La FDA encontró un vínculo entre miles de casos y lechuga iceberg vendida en Taco Bell en nueve estados: Indiana, Kentucky, Michigan, Ohio, West Virginia, Illinois, Kansas, Oklahoma y Pensilvania. Inicialmente, la agencia había informado que una muestra de lechuga de Taylor Farms había dado positiva para el parásito, pero luego retiró ese hallazgo al determinar que se trató de un falso positivo.
Motivos de la alerta y antecedentes
A pesar de ese falso positivo, la investigación sigue apuntando a Taylor Farms, que retiró del mercado su lechuga proveniente del centro de México y cerró su planta de procesamiento allí. El retiro incluyó productos con marca Marketside de Walmart y decenas de artículos distribuidos a través de Sysco y otras compañías.
Taylor Farms sostuvo en un comunicado del 24 de julio que el retiro fue voluntario y que cuenta con protocolos “de primera clase” para prevenir Cyclospora. También aseguró que ya no obtiene lechuga iceberg de esa región.
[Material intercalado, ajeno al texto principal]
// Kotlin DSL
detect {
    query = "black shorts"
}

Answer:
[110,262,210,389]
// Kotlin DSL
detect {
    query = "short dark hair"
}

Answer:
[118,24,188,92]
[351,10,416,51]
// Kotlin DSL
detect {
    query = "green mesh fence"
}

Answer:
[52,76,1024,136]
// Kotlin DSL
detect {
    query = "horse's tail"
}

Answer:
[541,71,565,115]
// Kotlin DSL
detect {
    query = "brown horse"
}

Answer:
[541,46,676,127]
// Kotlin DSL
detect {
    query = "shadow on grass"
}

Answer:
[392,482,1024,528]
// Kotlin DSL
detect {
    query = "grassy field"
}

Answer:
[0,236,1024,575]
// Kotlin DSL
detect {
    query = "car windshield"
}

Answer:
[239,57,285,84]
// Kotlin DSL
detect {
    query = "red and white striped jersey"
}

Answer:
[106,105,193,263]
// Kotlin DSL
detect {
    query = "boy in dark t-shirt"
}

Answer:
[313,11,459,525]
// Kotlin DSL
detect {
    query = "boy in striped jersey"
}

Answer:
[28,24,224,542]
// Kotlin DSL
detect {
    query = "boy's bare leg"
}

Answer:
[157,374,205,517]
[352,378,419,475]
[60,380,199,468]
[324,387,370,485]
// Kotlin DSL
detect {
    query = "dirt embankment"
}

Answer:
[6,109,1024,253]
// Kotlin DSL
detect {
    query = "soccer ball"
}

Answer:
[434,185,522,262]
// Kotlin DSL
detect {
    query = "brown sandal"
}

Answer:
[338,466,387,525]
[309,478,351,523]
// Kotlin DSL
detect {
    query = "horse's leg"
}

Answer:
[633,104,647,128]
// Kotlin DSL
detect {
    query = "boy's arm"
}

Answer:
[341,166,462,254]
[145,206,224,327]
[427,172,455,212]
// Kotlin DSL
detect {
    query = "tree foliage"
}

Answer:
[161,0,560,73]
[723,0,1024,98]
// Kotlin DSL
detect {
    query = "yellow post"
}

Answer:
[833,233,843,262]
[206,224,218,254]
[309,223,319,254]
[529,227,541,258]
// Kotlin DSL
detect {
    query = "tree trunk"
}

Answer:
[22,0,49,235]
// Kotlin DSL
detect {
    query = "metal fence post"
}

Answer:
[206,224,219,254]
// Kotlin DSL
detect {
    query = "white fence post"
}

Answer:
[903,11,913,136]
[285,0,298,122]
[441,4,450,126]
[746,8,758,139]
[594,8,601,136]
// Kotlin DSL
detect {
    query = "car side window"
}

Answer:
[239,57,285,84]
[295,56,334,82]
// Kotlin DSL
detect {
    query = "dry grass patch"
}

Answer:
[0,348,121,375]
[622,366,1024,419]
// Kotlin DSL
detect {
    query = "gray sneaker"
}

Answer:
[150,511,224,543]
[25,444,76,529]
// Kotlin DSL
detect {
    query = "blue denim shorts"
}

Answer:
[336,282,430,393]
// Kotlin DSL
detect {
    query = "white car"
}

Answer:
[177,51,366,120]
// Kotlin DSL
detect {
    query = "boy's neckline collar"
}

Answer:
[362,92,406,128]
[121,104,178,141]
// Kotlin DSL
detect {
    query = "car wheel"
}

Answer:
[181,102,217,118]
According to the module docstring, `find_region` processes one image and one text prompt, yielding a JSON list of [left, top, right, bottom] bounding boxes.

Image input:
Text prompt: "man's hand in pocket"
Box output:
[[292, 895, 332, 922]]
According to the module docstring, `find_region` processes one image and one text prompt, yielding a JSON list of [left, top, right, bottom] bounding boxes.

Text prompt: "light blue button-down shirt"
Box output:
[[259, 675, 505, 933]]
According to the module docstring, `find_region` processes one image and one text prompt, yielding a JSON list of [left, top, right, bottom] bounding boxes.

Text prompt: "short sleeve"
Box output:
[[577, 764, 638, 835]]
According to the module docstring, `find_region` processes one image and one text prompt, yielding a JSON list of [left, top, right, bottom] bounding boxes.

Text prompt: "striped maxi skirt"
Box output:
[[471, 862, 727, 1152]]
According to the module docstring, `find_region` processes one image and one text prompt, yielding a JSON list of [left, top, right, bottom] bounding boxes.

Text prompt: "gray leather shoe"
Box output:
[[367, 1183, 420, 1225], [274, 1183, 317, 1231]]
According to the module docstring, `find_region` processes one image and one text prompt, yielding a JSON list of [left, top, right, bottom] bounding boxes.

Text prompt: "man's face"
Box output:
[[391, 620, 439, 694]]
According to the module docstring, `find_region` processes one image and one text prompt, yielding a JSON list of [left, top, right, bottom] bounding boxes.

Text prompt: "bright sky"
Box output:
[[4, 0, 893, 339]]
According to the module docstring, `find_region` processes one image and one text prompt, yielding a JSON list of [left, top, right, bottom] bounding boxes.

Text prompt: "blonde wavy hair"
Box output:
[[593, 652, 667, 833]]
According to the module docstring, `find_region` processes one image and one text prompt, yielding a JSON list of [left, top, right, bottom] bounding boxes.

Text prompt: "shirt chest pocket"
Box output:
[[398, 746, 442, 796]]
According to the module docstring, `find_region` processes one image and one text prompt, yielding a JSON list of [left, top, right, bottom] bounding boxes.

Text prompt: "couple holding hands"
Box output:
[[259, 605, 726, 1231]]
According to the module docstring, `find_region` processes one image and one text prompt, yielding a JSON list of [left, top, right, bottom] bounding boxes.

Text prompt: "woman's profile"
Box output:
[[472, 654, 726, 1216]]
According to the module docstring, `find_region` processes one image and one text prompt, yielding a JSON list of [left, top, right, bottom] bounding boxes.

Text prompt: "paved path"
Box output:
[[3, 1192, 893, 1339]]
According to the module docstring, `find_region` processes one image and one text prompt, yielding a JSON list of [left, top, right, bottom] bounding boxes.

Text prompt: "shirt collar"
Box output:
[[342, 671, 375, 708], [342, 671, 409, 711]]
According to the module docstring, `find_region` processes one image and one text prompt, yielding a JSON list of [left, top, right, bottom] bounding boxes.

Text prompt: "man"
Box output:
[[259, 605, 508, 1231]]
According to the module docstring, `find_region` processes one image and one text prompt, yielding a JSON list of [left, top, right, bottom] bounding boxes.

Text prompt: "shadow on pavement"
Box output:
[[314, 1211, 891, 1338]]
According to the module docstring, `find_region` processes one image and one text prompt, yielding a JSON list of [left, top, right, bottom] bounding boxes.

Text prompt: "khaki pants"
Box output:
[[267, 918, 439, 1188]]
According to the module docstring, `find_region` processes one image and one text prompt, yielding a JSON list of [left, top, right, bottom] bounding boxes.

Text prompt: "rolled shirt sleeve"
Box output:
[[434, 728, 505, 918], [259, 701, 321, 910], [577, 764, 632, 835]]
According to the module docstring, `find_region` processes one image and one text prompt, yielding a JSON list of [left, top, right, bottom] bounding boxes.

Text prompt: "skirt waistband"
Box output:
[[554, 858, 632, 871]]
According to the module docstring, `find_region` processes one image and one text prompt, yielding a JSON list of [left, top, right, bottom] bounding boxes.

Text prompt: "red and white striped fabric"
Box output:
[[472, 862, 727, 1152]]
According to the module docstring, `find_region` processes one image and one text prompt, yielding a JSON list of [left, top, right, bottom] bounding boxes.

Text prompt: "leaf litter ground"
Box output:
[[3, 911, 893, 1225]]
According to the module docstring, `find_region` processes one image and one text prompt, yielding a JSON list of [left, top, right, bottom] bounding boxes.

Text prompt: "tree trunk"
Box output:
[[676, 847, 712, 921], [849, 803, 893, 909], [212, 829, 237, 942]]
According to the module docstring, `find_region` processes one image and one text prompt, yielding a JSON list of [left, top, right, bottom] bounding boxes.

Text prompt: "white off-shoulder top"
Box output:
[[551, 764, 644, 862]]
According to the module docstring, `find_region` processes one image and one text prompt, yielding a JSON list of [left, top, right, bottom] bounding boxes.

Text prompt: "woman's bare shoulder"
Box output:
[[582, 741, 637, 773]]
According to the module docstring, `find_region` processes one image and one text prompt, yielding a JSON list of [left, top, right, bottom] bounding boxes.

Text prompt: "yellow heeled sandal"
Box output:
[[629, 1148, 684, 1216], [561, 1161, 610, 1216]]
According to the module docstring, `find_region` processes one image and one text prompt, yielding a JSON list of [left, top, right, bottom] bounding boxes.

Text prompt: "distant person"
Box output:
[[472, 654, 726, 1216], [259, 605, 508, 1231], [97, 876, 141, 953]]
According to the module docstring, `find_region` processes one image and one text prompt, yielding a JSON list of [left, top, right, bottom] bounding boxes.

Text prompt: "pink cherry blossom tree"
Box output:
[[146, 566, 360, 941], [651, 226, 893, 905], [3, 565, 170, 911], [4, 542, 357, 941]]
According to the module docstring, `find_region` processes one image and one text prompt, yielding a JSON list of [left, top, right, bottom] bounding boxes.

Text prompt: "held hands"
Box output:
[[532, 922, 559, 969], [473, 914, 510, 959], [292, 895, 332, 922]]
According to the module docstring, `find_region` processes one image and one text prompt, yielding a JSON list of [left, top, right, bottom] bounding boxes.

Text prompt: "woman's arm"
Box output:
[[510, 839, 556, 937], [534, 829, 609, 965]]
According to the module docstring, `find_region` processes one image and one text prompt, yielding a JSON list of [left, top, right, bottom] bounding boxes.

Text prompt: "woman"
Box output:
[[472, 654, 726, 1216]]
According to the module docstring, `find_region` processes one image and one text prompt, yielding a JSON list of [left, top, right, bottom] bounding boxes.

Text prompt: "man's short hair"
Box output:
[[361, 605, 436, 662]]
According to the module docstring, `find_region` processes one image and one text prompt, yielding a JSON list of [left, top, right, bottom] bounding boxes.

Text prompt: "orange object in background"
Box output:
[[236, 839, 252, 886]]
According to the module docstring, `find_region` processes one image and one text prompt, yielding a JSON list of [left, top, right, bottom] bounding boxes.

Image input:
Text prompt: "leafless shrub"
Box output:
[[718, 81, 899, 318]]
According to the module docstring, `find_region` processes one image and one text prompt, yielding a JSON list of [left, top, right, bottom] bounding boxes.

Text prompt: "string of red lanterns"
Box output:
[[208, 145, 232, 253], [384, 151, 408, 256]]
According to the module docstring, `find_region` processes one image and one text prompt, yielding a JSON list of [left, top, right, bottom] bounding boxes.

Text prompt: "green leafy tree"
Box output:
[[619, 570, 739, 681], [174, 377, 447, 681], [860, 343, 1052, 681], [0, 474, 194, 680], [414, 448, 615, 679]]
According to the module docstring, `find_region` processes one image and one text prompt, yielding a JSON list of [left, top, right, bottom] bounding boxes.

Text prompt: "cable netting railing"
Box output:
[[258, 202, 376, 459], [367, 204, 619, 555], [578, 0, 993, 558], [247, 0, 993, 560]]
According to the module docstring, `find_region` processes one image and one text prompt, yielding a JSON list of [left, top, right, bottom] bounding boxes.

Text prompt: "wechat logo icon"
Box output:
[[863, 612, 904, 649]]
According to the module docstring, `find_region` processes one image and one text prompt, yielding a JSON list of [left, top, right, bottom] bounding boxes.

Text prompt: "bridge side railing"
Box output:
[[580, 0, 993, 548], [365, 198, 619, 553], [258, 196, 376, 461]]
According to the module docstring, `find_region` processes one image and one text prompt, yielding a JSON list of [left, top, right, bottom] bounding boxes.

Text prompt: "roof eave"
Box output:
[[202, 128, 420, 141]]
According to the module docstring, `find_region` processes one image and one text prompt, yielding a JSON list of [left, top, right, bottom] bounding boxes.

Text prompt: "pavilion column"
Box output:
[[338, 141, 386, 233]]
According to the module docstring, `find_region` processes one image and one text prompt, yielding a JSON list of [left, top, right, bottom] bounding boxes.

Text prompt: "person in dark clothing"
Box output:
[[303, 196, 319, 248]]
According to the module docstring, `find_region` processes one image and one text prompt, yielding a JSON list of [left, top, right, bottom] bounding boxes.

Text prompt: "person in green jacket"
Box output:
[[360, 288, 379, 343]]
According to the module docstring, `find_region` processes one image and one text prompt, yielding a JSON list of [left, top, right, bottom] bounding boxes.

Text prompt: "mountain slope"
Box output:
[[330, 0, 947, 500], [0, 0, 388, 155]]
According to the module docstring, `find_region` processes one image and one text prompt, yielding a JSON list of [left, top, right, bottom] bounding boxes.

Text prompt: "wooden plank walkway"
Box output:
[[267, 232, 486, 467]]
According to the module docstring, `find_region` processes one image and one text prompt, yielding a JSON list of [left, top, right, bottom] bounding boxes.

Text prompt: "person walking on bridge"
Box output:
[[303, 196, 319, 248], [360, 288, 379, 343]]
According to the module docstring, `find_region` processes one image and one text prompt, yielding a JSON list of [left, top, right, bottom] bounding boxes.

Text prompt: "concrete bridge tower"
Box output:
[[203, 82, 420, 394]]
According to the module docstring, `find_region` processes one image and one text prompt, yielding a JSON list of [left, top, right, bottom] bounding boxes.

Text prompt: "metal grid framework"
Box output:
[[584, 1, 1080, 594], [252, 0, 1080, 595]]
Qué pueden hacer las personas
La FDA indicó que cocinar los productos a al menos 158 grados Fahrenheit, equivalentes a 70 grados Celsius, es la forma más efectiva de matar Cyclospora. También recomendó desechar las hojas externas de las verduras de hoja y enjuagar bien frutas y vegetales antes de pelarlos o consumirlos.
El CDC recomienda, para quienes ya tienen ciclosporiasis, trimetoprim-sulfametoxazol —conocido comercialmente como Bactrim— dos veces al día durante siete a diez días. En personas con VIH, el tratamiento puede requerir más tiempo.

Vigilancia y reporte
La ciclosporiasis es un patógeno de notificación obligatoria a nivel nacional, y los proveedores de salud están legalmente obligados a reportar casos en 47 estados. Gwen Biggerstaff, del CDC, explicó que la mayoría de los estados recopilan datos de forma robusta y los comparten rutinariamente con la agencia dentro del sistema de vigilancia.
La red FoodNet, que conecta al CDC, el USDA, la FDA y 10 departamentos estatales de salud, dejó de seguir seis de ocho patógenos el año pasado por recortes de financiamiento, incluido Cyclospora. Aun así, Biggerstaff subrayó que FoodNet sirve para ver tendencias en el tiempo y no reemplaza la vigilancia nacional.
En un brote que ya tensiona a la salud pública y a la cadena de alimentos, la combinación de trazabilidad, notificación obligatoria y retiro de productos vuelve a mostrar el peso sanitario y comercial de los alimentos frescos en la industria alimentaria.